«Vengo a prenderti stasera / sulla mia Torpedo blu».
Azzurro non ce l’aveva, la Torpedo, tantomeno blu, ma non importava.
Anzi, era meglio così.
Se l’avesse avuta sarebbe stato perfetto, e lei si sarebbe sentita in colpa per quel neo troppo grosso, o per i polpacci un po’ troppo muscolosi per una signorina dabbene, che risaltavano quando la gonna – anche se era la gonna del vestito bianco di nonna – risaliva lungo la gamba.
L’imperfezione di Azzurro – che naturalmente non si chiamava “Azzurro” e anche questa era un’imperfezione – avrebbe giustificato le sue.
Anzi, l’avrebbe messa in una posizione di vantaggio.
Una donna deve sempre trovare il modo di conservare una posizione di vantaggio sull’uomo che la viene a prendere, diceva la nonna.
Sospirò aggiustandosi il vestito – nonna era di due taglie più piccola e lei aveva dovuto aggiustare l’abito, ma nessun uomo – purtroppo – avrebbe notato simili piccole imperfezioni. Non al primo appuntamento.
Soffiò una folata di vento, uno sbuffo che fece frullare la tenda contro la finestra aperta, e lei si calcò un po’ di più il cappello sulla testa.
No, quel ventaccio non le avrebbe mai scompigliato i capelli. Non dopo un pomeriggio passato a metterli in ordine.
Un pomeriggio, appunto.
Adesso era quasi sera – le ingannevoli sere estive, pomeriggi che non vogliono lasciare il cielo. Resistette all’impulso di guardare l’orologio – tanto era troppo piccolo e, coi suoi occhi miopi, non sarebbe riuscita a leggerlo.
Ecco, ai tempi di nonna una signorina dabbene non si sarebbe fatta trovare sull’uscio ad attendere un cavaliere... ma quelli erano i tempi di nonna, quando i cavalieri abbondavano.
Adesso, una ragazza non poteva essere troppo schizzinosa quanto al Principe Azzurro – che naturalmente non si chiamava “Azzurro”.
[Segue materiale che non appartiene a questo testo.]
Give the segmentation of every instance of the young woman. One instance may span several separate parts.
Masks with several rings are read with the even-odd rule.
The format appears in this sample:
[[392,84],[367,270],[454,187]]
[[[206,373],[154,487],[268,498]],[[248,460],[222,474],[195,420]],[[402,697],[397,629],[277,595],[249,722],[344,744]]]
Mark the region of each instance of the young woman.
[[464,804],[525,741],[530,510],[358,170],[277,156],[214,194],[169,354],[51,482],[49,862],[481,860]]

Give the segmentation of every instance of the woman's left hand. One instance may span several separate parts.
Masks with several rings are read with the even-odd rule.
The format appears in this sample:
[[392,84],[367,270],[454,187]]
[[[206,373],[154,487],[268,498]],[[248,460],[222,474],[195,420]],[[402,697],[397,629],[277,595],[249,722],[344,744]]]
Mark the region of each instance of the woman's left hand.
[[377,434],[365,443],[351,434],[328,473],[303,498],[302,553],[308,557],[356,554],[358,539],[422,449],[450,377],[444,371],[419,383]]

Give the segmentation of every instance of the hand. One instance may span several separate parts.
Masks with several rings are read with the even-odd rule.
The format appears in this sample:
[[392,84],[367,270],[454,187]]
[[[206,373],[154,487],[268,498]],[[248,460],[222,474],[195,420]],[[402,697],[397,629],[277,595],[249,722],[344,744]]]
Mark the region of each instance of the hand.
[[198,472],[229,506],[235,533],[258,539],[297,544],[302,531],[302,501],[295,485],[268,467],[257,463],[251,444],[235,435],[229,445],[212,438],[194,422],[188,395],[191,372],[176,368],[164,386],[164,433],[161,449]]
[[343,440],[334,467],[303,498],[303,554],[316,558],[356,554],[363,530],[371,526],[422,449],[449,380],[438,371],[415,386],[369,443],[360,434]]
Doveva tollerare alcune piccole imperfezioni.
Ma piccole, eh?
Che non si prendessero troppe libertà.
Alcuni li individuava subito: il modo in cui guidavano, il volume dell’autoradio, persino – Dio ne scampi – il tentativo di bacio sulla guancia prima ancora che lei salisse in macchina.
Quelli erano i più facili di cui liberarsi.
I peggiori erano quelli subdoli, capaci di offrirti il braccio quando scendevi gli scalini di casa, o di darti del “lei” per tutta la durata della cena.
Ma c‘erano trucchi cui neanche loro sapevano resistere. Bastava osservare come si dilatavano i loro occhi quando lei, usando “quel” tono, li invitava a entrare.
Si capiva subito che cosa volevano.
Che cosa volevano tutti.
E lei glie l’avrebbe dato.
Perché anche una signorina dabbene ha le sue esigenze, dopotutto.
Erano solo... sì erano solo alcune piccole imperfezioni cui si poteva rimediare con sega, martello, tanta acqua, tanto disinfettante e soprattutto tanto, tanto olio di gomito. Alla fine, la casa sarebbe tornata linda e pulita come si conviene alla dimora di una signorina dabbene.
Una magione candida in mezzo ai campi di grano, oltre il bosco. Una casa col tetto rosso e le tende celesti, dal porticato ampio e ombroso nella vampa d’estate, pronta per accogliere il prossimo Principe Azzurro.
Il problema era che, dopo, si doveva tenere aperta la finestra un sacco di tempo, per fare andare via la puzza.